Gregor closed up the phone and looked at it in his hand. It was a black phone, and he had not told her he loved her when he said goodbye. He almost never told her he loved her. He hadn’t told Elizabeth, either, except at the very end.
Maybe that meant something, but he didn’t know what.
2
Gary Albright was dressed and waiting by the door by the time that Gregor made it upstairs. He didn’t look impatient, but then he never looked impatient. That was something else Gregor had noticed about people who had spent a certain amount of time in the military. Sarah was waiting by the door, too, and she seemed not so much impatient as exasperated.
“Let the man eat breakfast, Gary,” she said. “Not everybody can be you and function on nothing but coffee for three days running.”
Gregor glanced involuntarily at Gary’s legs—he didn’t actually know which one the man had lost; he thought John Jackman might have told him, but it had slipped his mind, and he hadn’t been paying attention in the time since—and then looked away again.
“I don’t need breakfast,” he said. “It’s very kind of you to ask, but I almost never eat breakfast. Coffee will be more than fine.”
This was not true. Gregor ate almost every morning of his life at the Ararat, and, if anything, he ate too much breakfast. He wasn’t hungry now, though, and although he’d found nothing particularly awful about Sarah’s cooking, he’d found nothing particularly wonderful about it, either. The great White Anglo-Saxon Protestant culinary ethic. There was something wrong with food if it tasted like anything at all.
“He still shouldn’t be stuffing you in the car when you’re practically still in bed,” Sarah said.
“Do you drink coffee?” Gary asked. “Or do you drink that caramel chocolate crappu–”
“Gary.”
“Sorry,” Gary said.
“I drink coffee,” Gregor said. “I’ve never been able to figure out how to order one of those, you know, whatevers.”
“You’d think a man would be ashamed,” Gary said. “But I don’t know. You’re from the city. Maybe that’s what everybody does up there.”

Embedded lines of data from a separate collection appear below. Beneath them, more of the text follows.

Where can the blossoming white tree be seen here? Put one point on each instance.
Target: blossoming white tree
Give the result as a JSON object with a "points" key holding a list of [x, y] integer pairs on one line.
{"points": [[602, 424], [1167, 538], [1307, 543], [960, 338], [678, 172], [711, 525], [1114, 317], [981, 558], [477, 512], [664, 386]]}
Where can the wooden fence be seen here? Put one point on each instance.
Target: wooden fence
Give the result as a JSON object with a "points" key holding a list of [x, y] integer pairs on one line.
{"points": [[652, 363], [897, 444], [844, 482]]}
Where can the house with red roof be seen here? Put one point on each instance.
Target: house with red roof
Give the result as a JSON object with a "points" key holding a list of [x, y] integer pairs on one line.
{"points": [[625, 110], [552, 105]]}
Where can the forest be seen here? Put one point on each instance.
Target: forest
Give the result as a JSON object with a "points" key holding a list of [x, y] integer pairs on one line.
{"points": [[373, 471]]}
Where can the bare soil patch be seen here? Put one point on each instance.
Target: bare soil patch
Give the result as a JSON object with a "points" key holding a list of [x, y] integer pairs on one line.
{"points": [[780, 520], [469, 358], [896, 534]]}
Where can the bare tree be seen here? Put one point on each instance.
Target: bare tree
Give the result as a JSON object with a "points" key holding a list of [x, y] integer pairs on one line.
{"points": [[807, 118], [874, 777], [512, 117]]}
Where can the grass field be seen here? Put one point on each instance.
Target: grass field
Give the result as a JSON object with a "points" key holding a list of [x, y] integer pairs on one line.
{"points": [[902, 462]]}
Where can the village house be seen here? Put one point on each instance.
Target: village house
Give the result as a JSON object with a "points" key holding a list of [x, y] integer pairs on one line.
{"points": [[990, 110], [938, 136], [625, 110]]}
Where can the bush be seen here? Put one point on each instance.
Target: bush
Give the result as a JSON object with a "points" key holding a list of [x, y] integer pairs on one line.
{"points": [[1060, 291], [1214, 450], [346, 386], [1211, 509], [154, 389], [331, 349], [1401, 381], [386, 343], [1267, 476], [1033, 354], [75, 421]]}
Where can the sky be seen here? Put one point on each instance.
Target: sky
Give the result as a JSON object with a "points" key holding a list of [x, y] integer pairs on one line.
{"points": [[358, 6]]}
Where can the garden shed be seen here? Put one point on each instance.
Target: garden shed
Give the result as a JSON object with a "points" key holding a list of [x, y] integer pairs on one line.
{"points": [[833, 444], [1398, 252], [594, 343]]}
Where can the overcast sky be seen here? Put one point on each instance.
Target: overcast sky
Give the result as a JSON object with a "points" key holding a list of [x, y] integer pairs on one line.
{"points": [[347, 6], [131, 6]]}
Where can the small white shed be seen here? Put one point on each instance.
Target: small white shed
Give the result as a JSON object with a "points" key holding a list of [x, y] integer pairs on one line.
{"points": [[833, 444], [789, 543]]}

“It’s Philadelphia, not Fire Island,” Gregor said. “We’re pretty normal, most of the time.”
“Of course you are,” Sarah said. “Don’t listen to him, Mr. Demarkian. He’s convinced the entire country is going to Hades in a handbasket. I keep telling him, if he’s so sure, then we should send Michael and Lily to the Christian school, but he won’t listen to me.”
“It’s not a Christian school,” Gary said. “It’s Nick Frapp’s school.”

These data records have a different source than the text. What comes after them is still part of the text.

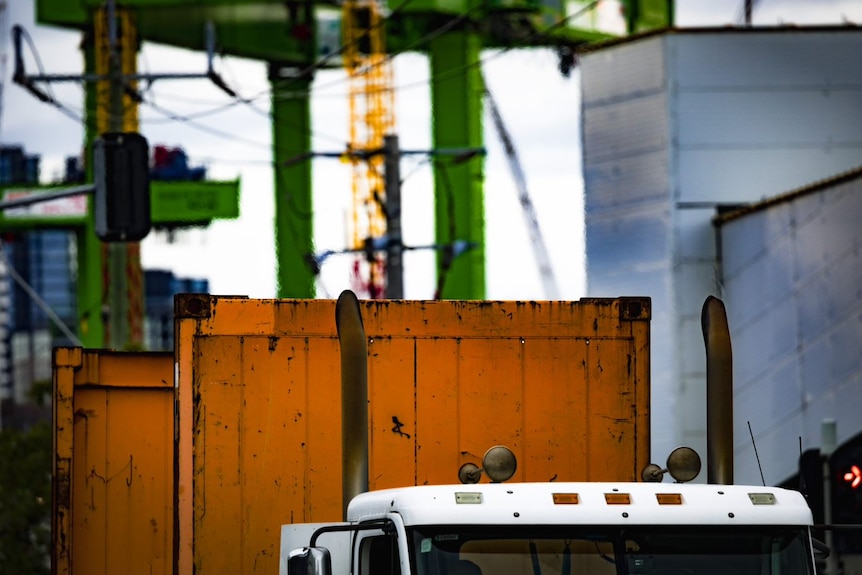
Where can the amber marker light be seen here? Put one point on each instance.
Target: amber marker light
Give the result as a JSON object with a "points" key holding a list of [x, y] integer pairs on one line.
{"points": [[618, 499]]}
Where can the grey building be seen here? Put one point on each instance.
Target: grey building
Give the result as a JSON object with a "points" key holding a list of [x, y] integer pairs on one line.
{"points": [[801, 255], [677, 127]]}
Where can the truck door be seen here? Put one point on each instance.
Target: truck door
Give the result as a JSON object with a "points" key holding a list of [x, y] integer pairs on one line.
{"points": [[378, 555]]}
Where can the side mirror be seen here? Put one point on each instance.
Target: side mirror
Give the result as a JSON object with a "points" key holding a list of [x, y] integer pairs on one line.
{"points": [[309, 561], [821, 550]]}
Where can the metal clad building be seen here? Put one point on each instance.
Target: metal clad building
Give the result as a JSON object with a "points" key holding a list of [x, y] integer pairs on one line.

“He means a school for hillbillies,” Sarah said. “But we’ve got friends from church who send their children to that school, and they’re very happy with it. And it isn’t like it used to be. There aren’t so many hillbillies anymore, not the way Gary is remembering them.”
“You only think that because you don’t see them,” Gary said. He got his hands out of his pockets. His keys came with them. “We’d better go. I’ve got to at least pretend I’m running the department. And Mr. Demarkian has to deal with Dale Vardan.”